ABC transporters. Our group is interested in ATP binding Cassette (ABC) transporters of the C subfamily. ABC transporters are integral membrane proteins that translocate substrates at the expense of ATP hydrolysis. Our studies focus on the identification of the substrates transported by these efflux pumps in vivo by using highly innovative metabolomics-based approaches. Previous work from our group has resulted in the elucidation of the in vivo substrate spectrum of several ABC proteins, including the orphan transporter ABCC5, which we found to have a preference for compounds containing a glutamate moiety. Our metabolic screens even identified a whole new class of mammalian metabolites, the N-lactoyl amino acids.

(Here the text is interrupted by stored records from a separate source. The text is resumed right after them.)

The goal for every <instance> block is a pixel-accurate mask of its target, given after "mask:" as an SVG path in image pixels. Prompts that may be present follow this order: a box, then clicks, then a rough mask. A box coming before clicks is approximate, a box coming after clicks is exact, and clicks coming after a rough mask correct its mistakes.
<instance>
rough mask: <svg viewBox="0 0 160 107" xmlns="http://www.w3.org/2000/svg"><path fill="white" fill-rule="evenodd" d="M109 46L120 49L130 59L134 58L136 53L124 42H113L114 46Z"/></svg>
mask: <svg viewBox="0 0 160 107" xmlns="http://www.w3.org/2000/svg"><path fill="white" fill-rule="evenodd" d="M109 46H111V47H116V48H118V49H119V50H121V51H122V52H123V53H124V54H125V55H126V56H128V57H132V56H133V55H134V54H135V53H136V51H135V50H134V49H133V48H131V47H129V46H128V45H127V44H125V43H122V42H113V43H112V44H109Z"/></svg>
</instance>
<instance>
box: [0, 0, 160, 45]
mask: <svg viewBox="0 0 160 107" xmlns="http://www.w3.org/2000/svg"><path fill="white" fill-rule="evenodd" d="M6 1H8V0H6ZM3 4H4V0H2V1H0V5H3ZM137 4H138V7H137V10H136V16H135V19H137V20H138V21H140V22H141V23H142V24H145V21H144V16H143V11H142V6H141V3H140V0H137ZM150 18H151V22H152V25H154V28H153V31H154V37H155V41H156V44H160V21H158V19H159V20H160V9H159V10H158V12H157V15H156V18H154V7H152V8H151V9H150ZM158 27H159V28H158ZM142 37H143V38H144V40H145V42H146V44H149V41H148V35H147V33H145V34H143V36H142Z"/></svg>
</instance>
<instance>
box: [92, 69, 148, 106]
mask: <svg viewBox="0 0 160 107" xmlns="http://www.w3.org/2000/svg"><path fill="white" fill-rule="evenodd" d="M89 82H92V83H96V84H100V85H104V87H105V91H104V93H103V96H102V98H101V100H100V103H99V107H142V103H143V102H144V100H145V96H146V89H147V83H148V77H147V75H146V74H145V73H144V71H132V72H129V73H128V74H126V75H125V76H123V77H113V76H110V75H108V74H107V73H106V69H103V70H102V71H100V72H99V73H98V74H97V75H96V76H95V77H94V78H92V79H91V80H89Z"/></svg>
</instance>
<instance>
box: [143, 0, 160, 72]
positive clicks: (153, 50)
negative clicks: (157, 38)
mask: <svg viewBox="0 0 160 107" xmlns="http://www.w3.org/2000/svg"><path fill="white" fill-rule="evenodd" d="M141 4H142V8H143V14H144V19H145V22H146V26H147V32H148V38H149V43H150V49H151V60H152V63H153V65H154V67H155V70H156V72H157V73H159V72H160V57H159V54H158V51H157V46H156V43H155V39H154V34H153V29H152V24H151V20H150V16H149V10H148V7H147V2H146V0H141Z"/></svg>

ABC transporters, Dermatology and ectopic mineralization. Several ABC transporters are of clinical importance. An example is ABCC6. People lacking functionally active ABCC6 develop a disease known as pseudoxanthoma elasticum (PXE), a prototype, heritable, connective tissue disorder. PXE is characterized by pathological mineralization in skin, eyes and arteries. ABCC6 is predominantly found in the liver, and for a long time it was unclear why absence of an efflux pump in the liver results in precipitation of calcium phosphate in soft peripheral tissues.

Our untargeted metabolic screens resolved this issue, by showing that in hepatocytes ABCC6 mediates the release of ATP. Outside the hepatocytes, but still within the vasculature of the liver, released ATP is converted into AMP and pyrophosphate, a potent inhibitor of mineralization. PXE patients have low plasma concentrations in their blood and this explains why they develop a slowly progressive ectopic mineralization phenotype.

Current research interests. Finding an ABC transporter being involved in the release of ATP was unexpected. Other ABC transporters hydrolyze ATP intracellularly to pump specific compounds out of the cell. Substrates of ABC transporters include xenobiotics, hormones and metabolic waste products, no ABC transporter has been shown to pump ATP out of cells. Due to the huge gradient over the plasma membrane, an active transport mechanism would not even be needed to get ATP out of the cell. We now try to decipher the molecular details of ABCC6-mediated ATP release using a myriad of molecular biology-based and biochemical approaches.

We also are putting much effort in trying to use our breakthrough discovery that PXE is due to the absence of ABCC6-mediated ATP release and subsequent extracellular pyrophosphate formation to develop an efficient and specific therapy for this invalidating disease.